Alternate title: What are the only two things that matter in life?
I've survived another two weeks of illness (six-day head cold - me) (still ongoing flu from Satan - Tamsin), poorly-behaved associates (children and dog), while not exercising enough, hosting a fancy dinner party, keeping my house spotless (on the day that I clean it) (for up to four hours or until the children come home from school or the dog needs to go out to pee in the rain and comes back in all wet, whichever comes first).
Tamsin woke up with a warm forehead on Monday at 7 am, and I decided to keep her home, missing my running group. After a quick three-hour nap, she rallied and enlisted me to play Princess Snap, colour a LOT, and paint her nails with pink sparkly nail polish.
Tuesday, then, I dragged her bodily out of bed and sent her off to school, but got a call at the end of the day that she was warm, they had given her paracetamol (British for tylenol, possibly?), and that they were putting her on the school bus to come home. As Chris was going to be out late, I decided to coast on the temporary warm haze that medication was granting us and treat the kids to McDonald's. It was sort of like watching a time-lapse photo of a piece of fruit decomposing... she just got paler and quieter and paler and quieter, and I carried her home from the bus stop, helped her into her jammies, and tucked her in before 7.
Wednesday, she was burning up all day. She got out of bed every few hours for watered-down juice, saying please, thank you and sorry, breaking my heart. She was the sweetest little patient ever. She was still hot at bedtime, so I decided to keep her home again on Thursday.
Oh. Dear. Lord.
She did not stop talking for even one minute between 7 am and 1 pm. It was a constant, stream-of-consciousness patter, and in the absence of consciousness, there was nonsense-sound babbling and weird giggling. She followed me around and wanted to sweep, vacuum and mop with me as I cleaned the house for our dinner guests.

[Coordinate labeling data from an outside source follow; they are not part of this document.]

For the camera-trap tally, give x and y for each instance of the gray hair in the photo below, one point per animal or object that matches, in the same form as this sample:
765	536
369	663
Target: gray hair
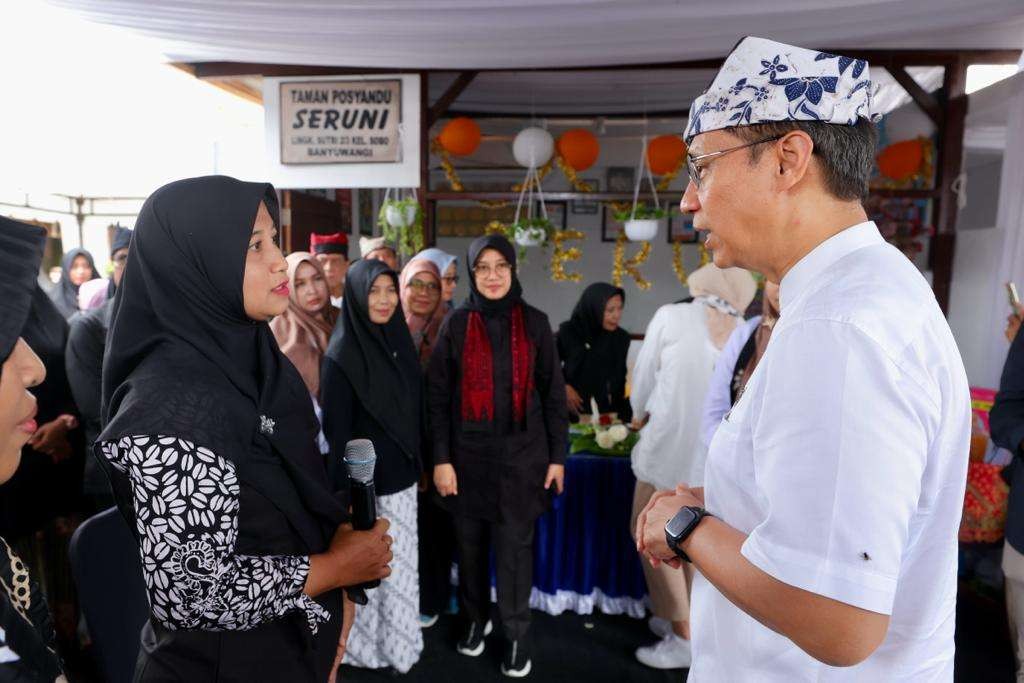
845	153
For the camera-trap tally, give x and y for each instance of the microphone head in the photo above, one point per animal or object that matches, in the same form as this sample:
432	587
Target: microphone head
359	460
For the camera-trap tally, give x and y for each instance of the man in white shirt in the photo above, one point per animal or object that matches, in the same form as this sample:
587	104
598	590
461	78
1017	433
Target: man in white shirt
837	480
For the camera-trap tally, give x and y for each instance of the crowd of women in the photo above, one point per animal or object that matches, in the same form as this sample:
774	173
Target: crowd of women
216	383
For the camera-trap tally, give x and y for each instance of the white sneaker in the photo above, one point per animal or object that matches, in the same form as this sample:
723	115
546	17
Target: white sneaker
670	652
659	627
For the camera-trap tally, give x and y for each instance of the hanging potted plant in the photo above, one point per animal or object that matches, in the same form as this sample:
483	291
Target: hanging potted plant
641	222
532	231
400	220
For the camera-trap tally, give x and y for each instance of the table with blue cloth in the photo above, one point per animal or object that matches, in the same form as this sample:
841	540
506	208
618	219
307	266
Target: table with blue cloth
584	554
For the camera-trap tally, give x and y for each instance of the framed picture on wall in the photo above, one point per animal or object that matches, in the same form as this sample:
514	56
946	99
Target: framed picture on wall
609	226
468	219
681	227
620	178
556	213
586	207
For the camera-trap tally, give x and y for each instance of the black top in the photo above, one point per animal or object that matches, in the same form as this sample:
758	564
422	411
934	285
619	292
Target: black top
500	472
20	252
65	295
183	360
84	361
1007	424
594	358
42	489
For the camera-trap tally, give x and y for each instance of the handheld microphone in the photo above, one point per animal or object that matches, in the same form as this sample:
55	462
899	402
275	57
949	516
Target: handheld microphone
359	460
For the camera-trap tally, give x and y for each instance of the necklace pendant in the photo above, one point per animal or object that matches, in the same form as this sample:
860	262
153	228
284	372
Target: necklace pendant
265	425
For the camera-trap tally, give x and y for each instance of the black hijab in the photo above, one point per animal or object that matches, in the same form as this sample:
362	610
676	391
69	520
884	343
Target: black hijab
594	358
28	632
122	240
476	301
65	295
380	360
184	360
20	252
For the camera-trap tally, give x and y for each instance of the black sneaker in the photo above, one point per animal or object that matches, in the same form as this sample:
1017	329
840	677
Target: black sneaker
472	644
516	663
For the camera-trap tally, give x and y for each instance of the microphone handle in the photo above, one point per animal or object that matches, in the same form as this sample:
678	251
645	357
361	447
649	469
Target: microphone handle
364	515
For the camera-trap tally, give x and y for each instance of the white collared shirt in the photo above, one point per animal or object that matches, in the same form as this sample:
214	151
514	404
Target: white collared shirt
845	462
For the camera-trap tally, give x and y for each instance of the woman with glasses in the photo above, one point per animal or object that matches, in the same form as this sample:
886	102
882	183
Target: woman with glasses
446	265
372	387
497	404
421	298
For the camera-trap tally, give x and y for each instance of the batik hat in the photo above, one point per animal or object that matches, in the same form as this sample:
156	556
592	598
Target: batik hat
763	81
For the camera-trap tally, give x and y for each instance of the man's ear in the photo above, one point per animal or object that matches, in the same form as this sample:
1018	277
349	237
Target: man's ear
793	158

She chattered at me through the bathroom door. The only lingering sign of sickness was that she went to bed without eating her creme brulee (see also, fancy). So, Friday morning, when she was white (er than usual), coughing, and eating very little, I thought she was just being difficult. And went for a nice 7.5 mile run.
She got off the bus at the end of the day, white and wan and still coughing, hot to the touch. She dragged herself to bed and didn't get up till Saturday morning (early), despite being entreated with pizza and a movie. We kept it low key for the morning, but then went out in the afternoon to pick up Ailsa at a birthday party at Westfields...and wandered the mall...and ended up carrying her. Against my better judgement, we stopped for dinner at Jamie's Italian, which was surprisingly good. About two bites into her spaghetti and meatballs, she put her head back, closed her eyes, and fell properly and completely asleep.
Today, she was up at 7. Cheerful, talkative, keen to go to the park. We played football and had a picnic at the park, played fetch with the dog, then came home and cuddled on the couch to watch a cooking show before dinner.
I tucked her in early, started reading Tom Sawyer to the older two, sent them to bed, then waited about 12 seconds before physically climbing up on the counter to reach the out-of-my-reach chocolate stash and pouring myself a glass of wine. This may have followed by a second climb and a second glass.
Tomorrow, the plan is to pack her off to school, go for a 7-mile run, take the dog for a decent walk, and spend a good few hours writing. However, I am mentally preparing myself to spend the day with a sick-but-not-sick little girl.
I will lock up any and all (if any) remaining chocolate before I go to bed tonight, and hide my stepstool in a separate, undisclosed location. And tomorrow, I will wake up ready for whatever may happen.